Dotąd Odyssey znaliśmy tylko ze wstępnych zapowiedzi producenta i jednego concept artu udostępnionego przez Carmen Lights. Miał to być survival Blizzarda, który poszedł pod nóż w wyniku zwolnień zarządzonych przez Microsoft oraz problemów z silnikiem graficznym. Jak jednak pisaliśmy w styczniu – zespół był bardzo zżyty z produkcją i bardzo pozytywnie do niej nastawiony.
Czym miało być Odyssey Blizzarda?
Produkcja najprawdopodobniej celowała w rywalizację z takimi tytułami jak Valheim, choć wskazywano też na inspiracje Minecraftem i Rust. Użytkownik rosyjskiego społecznościowego portalu VK udostępnił pakiet dziewięciu screenów rzekomo pochodzących z gry.
Materiał o Odyssey, które wyciekły do sieci
Zdjęcia pokazują, jak mogła wyglądać postać gracza, kilka krajobrazów, ekran zasobów oraz śmierci i charakterystyczne dla gatunku okrągłe menu. Widoczna na jednym zdjęciu nazwa questa „Fallen Star” (ang. „Upadła Gwiazda”) sugeruje, że dzieło tworzone przez dywizję zwaną Team Survival mogło kłaść spory – jak na ten gatunek – nacisk na elementy fabularne. Poniżej prezentujemy najciekawsze screeny, wszystkie pochodzą z wpisu wspomnianego użytkownika.
Jak widzicie – oraz jak wskazywał concept art – gra miała promieniować baśniowym klimatem. Jak zauważa portal Games Radar, w materiałach można dostrzec nawiązania do brytyjskiego folkloru i legend czy Kota z Cheshire.

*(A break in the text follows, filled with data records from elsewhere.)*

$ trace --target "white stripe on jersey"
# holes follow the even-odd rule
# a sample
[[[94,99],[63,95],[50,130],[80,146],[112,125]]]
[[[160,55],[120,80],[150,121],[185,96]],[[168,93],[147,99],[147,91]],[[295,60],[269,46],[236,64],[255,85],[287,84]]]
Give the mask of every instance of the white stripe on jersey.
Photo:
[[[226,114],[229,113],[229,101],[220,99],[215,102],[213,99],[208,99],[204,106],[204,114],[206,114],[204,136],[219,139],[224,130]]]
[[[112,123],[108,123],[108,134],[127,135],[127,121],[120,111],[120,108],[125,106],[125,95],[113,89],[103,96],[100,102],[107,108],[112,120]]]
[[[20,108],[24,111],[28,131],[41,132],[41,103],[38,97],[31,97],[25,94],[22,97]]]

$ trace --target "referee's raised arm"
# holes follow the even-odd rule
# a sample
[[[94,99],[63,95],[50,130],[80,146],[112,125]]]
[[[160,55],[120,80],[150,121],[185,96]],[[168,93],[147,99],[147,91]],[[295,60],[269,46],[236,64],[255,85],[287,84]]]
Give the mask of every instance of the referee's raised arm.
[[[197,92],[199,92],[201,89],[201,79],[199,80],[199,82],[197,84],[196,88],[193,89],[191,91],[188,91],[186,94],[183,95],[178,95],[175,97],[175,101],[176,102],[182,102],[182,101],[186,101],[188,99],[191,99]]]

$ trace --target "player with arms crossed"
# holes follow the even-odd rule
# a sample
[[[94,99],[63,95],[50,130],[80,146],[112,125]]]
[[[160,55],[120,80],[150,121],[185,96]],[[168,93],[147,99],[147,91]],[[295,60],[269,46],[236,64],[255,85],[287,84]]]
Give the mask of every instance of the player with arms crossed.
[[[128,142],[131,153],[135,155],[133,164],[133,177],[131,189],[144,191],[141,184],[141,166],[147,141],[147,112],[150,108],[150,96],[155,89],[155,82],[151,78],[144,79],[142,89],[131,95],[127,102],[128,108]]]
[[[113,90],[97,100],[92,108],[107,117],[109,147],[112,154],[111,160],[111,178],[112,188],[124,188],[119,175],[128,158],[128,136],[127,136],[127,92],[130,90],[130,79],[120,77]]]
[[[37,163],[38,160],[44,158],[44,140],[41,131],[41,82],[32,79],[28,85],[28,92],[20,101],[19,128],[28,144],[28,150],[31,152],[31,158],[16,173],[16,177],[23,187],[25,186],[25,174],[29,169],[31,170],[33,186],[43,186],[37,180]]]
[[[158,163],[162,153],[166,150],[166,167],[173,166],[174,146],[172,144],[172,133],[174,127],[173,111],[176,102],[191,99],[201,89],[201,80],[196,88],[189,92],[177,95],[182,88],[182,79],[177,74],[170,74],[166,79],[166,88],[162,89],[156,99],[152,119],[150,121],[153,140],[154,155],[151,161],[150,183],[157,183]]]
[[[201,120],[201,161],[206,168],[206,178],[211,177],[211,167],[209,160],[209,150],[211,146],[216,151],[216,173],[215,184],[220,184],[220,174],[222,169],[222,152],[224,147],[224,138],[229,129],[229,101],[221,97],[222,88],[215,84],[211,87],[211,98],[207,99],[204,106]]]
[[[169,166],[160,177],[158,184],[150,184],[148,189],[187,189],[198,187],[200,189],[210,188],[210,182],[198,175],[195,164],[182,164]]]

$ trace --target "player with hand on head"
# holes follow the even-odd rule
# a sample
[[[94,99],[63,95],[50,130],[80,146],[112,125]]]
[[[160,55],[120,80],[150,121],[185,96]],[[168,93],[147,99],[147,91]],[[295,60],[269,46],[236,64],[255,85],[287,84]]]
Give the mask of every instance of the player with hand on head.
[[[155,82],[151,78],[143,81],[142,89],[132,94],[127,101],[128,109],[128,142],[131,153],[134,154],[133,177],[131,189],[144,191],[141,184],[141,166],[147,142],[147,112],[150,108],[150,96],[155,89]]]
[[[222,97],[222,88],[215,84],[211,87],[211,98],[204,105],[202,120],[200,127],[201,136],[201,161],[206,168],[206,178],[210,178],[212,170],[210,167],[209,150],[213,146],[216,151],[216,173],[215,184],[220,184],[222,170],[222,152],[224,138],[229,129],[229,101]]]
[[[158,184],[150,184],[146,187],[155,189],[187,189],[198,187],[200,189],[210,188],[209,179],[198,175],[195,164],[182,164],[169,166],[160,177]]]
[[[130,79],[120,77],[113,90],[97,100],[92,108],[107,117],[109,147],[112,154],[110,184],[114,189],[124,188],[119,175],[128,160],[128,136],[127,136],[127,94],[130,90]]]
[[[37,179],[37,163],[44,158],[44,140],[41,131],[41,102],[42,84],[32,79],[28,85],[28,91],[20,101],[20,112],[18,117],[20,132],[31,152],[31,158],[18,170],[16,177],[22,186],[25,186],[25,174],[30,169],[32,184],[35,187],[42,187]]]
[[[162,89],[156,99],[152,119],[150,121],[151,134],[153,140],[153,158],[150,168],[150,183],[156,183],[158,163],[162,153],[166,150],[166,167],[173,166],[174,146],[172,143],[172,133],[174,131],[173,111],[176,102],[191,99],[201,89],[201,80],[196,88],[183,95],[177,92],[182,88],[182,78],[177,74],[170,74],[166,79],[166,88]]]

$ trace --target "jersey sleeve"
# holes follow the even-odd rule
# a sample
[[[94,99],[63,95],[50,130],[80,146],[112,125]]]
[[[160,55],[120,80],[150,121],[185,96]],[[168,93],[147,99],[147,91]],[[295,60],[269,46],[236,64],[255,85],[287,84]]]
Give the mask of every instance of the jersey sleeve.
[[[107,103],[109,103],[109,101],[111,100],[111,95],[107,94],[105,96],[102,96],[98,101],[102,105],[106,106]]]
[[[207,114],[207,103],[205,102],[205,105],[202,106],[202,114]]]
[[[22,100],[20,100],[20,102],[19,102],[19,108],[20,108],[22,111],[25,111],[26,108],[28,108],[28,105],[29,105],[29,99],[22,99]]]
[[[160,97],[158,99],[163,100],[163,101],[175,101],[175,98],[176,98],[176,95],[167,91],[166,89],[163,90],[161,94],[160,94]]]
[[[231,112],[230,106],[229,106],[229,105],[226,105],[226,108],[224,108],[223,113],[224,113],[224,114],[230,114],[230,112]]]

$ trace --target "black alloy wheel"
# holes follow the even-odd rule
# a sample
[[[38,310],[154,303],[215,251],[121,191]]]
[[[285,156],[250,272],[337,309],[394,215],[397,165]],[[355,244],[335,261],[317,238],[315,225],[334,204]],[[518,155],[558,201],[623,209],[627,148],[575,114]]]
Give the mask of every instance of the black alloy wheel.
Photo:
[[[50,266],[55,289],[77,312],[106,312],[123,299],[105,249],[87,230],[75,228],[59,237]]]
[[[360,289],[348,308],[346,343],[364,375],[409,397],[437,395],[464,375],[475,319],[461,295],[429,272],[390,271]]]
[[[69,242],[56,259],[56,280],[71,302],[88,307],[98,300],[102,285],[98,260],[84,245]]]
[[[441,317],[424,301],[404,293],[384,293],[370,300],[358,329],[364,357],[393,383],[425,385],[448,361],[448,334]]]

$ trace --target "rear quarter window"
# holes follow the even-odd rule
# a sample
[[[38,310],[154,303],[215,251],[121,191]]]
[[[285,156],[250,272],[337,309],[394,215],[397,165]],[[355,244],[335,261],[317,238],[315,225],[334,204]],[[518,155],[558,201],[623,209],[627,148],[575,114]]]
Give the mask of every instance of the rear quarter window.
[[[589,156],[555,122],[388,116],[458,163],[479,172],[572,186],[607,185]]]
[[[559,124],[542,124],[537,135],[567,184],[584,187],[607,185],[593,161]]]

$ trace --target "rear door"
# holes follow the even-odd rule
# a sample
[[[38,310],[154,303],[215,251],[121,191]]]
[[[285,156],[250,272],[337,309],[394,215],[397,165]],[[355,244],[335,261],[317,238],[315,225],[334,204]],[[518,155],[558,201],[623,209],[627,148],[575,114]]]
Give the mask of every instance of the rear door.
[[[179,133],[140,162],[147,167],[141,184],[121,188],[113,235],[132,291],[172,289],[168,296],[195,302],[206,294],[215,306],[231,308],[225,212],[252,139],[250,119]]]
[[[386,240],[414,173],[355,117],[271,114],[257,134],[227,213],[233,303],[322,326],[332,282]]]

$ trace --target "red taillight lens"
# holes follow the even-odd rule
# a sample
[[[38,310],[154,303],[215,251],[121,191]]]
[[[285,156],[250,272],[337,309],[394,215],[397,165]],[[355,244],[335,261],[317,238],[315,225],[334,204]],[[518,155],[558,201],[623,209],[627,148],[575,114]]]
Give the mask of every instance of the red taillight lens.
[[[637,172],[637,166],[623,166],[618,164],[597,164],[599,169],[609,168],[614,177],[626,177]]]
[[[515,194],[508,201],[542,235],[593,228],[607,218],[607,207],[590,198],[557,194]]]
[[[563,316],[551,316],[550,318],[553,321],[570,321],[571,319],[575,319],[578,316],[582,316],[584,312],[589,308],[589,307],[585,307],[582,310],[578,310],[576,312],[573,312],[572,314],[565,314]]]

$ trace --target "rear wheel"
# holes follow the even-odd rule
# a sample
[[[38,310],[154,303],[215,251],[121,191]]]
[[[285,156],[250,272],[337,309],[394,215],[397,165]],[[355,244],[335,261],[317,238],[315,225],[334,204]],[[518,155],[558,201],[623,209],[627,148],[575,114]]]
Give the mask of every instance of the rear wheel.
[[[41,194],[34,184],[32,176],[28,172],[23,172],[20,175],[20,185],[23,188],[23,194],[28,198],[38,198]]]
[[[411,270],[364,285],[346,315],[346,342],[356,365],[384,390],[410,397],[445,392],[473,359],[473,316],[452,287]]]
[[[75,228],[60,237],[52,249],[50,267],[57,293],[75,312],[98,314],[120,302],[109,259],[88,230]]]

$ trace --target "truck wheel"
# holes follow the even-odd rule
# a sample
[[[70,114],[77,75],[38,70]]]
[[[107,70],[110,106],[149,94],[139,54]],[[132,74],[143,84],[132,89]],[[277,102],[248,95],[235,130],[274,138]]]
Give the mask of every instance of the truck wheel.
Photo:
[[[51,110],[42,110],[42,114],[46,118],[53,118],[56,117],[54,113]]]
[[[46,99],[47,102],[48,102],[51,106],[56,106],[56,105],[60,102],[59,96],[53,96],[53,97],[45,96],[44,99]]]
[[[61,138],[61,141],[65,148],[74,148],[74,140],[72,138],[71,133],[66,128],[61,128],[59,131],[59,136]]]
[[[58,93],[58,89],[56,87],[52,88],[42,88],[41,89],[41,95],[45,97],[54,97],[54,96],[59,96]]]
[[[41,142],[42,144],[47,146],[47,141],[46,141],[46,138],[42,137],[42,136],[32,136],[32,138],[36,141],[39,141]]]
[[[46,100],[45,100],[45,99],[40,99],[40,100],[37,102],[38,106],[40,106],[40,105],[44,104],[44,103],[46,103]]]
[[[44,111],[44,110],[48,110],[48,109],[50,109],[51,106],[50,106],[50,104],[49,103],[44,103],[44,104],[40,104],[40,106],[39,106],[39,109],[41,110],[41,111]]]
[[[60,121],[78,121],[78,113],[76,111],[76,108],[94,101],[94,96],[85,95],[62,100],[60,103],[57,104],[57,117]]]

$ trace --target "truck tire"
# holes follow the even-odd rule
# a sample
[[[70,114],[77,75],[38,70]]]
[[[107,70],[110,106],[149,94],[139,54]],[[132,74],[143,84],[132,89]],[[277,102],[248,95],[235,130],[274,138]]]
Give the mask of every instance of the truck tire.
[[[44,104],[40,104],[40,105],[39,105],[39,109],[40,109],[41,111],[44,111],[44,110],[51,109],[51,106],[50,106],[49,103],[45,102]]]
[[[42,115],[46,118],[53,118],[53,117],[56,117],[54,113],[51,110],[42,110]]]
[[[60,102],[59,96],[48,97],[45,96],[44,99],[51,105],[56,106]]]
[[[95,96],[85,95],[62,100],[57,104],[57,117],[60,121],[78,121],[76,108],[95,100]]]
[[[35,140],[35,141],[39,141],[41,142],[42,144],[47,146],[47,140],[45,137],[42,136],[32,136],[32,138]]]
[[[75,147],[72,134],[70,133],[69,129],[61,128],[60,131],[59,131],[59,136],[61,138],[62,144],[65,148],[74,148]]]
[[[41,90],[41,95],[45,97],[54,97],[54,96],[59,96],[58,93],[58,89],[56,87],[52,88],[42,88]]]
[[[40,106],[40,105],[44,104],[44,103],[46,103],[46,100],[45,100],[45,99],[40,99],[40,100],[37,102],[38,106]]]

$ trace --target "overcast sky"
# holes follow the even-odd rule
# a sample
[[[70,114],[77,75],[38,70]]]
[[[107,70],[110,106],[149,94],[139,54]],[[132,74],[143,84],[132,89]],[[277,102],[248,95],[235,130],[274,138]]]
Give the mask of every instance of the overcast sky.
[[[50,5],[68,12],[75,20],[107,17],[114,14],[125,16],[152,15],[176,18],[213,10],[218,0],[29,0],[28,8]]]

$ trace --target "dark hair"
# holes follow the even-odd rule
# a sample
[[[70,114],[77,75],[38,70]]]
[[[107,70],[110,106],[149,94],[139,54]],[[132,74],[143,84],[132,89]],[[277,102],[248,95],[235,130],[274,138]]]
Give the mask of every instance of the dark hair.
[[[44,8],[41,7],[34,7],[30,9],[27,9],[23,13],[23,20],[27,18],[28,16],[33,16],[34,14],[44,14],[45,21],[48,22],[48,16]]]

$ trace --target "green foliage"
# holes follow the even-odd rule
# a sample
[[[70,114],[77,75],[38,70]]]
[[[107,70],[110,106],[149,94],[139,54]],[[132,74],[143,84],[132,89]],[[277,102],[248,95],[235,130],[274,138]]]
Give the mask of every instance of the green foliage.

Odyssey – powody anulowania projektu
Jak podawaliśmy w styczniu, według raportu agencji Bloomberg gra poszła do kosza ze względu na przedłużający się proces produkcji oraz kłopoty z silnikiem graficznym. Początkowo Team Survival pracowało na Unreal Engine, ale zwierzchnicy naciskali na korzystanie z Blizzardowego silnika Synapse (bo takie wmuszanie technologii zawsze dobrze się kończy…). Cóż, szkoda. To kolejny ciekawy tytuł, który ląduje na cmentarzysku giganta obok takich projektów jak Warcraft Adventures.